Transport  |    |  Laurent Radisson Actu-Environnement.com

L'Assemblée nationale a voté vendredi 21 octobre à l'unanimité un amendement porté par l'ancienne ministre de l'Ecologie Delphine Batho qui permettra de faire bénéficier les véhicules à essence des mêmes avantages que ceux fonctionnant au diesel en termes de déductibilité de TVA. Les entreprises peuvent actuellement déduire la TVA sur la consommation de gazole de leurs voitures particulières à hauteur de 80% et de leurs véhicules utilitaires légers à hauteur de 100%.

La disposition votée prévoit, tant pour les voitures particulières que pour les véhicules utilitaires, un alignement en cinq ans du régime fiscal de l'essence par rapport au gazole et aux autres énergies. "La mesure serait neutre pour le budget de l'État la première année (2017), bénéficiaire à partir de la 2e année (2018), avec un gain cumulé d'environ 8 M€ de 2018 à 2021", expliquent les signataires de l'amendement.

L'alignement fiscal sur deux ans rejeté

La ministre de l'Environnement Ségolène Royal avait annoncé le 13 octobre que le Gouvernement allait donner à l'essence le même avantage que celui dont bénéficie le diesel. Cette annonce faisait suite à la publication, la veille, d'un rapport signée par Mme Batho qui préconisait une suppression progressive des avantages fiscaux dont bénéficie le diesel.

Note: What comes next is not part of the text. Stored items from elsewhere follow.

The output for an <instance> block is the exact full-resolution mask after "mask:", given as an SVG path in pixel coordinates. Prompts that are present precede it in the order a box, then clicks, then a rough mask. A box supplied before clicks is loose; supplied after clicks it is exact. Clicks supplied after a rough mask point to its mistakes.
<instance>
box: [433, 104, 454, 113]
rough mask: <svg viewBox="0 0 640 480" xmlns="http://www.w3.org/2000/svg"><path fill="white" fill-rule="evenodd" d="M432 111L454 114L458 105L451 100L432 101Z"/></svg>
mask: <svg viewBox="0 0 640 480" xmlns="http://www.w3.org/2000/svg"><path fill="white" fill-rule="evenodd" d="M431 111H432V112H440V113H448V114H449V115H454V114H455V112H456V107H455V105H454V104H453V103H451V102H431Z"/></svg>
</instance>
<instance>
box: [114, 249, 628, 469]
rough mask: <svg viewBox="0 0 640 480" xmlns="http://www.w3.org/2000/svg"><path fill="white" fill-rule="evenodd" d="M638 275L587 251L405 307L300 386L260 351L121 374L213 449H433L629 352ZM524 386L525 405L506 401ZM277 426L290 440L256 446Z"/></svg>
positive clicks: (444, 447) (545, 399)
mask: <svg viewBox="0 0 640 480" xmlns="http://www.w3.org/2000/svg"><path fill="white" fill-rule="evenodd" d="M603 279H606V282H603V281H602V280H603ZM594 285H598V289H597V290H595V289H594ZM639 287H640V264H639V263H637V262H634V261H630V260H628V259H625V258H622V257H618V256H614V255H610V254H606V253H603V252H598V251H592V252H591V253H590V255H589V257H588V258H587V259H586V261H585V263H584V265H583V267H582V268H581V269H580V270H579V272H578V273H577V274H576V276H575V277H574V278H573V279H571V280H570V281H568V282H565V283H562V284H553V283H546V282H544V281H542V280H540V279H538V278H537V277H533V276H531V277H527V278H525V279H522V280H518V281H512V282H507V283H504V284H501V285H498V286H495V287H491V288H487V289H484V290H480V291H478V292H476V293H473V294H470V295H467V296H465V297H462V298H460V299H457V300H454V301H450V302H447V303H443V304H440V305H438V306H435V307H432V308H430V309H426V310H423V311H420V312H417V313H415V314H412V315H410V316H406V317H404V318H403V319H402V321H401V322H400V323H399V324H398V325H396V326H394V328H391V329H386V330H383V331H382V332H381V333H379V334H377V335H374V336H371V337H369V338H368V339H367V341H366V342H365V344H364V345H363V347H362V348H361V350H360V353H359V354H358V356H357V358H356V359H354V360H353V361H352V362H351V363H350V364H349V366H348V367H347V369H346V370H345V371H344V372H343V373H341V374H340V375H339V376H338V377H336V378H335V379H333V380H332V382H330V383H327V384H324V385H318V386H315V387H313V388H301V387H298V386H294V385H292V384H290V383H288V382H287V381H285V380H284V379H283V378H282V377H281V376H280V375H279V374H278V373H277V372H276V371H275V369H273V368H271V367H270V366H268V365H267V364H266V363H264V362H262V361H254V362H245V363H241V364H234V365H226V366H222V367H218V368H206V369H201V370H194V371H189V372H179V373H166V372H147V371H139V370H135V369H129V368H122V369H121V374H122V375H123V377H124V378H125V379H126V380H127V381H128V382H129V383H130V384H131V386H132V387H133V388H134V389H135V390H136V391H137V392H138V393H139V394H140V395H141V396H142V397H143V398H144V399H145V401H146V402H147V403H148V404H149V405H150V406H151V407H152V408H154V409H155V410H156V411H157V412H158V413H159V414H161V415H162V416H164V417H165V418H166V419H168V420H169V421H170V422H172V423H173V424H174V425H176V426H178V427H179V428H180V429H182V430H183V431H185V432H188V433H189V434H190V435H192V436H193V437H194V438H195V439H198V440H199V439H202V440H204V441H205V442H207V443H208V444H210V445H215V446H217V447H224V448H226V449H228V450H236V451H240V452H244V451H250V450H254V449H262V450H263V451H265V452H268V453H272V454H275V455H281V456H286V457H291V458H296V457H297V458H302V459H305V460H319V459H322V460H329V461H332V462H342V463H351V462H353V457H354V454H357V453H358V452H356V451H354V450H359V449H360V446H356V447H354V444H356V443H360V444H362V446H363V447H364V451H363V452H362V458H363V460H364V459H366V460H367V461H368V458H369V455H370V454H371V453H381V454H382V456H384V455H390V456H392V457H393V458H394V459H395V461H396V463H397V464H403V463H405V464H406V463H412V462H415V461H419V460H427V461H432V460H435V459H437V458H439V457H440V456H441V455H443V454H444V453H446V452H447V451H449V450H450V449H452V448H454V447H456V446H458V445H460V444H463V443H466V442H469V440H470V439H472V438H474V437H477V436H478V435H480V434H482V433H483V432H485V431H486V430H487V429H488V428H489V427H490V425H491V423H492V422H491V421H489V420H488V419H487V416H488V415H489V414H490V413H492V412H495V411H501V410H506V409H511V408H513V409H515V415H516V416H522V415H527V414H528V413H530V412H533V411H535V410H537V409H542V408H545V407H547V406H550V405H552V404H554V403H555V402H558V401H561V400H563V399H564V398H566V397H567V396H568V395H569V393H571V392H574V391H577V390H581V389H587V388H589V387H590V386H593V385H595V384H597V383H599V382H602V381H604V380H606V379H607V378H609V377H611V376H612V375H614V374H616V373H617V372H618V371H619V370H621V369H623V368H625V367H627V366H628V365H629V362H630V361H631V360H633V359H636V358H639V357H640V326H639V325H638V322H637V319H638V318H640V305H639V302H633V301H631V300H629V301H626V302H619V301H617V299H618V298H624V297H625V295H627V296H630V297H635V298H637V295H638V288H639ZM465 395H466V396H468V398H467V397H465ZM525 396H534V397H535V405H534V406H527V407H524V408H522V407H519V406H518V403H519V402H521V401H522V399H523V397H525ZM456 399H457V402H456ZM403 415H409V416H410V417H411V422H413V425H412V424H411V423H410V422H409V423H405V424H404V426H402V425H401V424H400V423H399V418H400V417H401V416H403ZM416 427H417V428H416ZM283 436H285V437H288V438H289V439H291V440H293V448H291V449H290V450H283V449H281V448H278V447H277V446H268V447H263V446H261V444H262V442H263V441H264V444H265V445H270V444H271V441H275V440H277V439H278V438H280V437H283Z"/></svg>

La ministre de l'Environnement voulait toutefois aller plus vite et soutenait un autre amendement, présenté par le député socialiste Serge Bardy, qui prévoyait un alignement sur une durée de deux ans seulement. Les députés ont préféré voter une mesure plus progressive après la mobilisation des constructeurs et de plusieurs syndicats contre cette disposition.

Une première tentative de gommer l'avantage dont bénéficie le diesel avait capoté lors de la discussion du budget 2016. Selon les derniers chiffres de l'Observatoire du véhicule d'entreprise, la part des véhicules diesel parmi les nouvelles immatriculations des entreprises s'élève à 86% alors que les véhicules essence en représentent moins de 11%.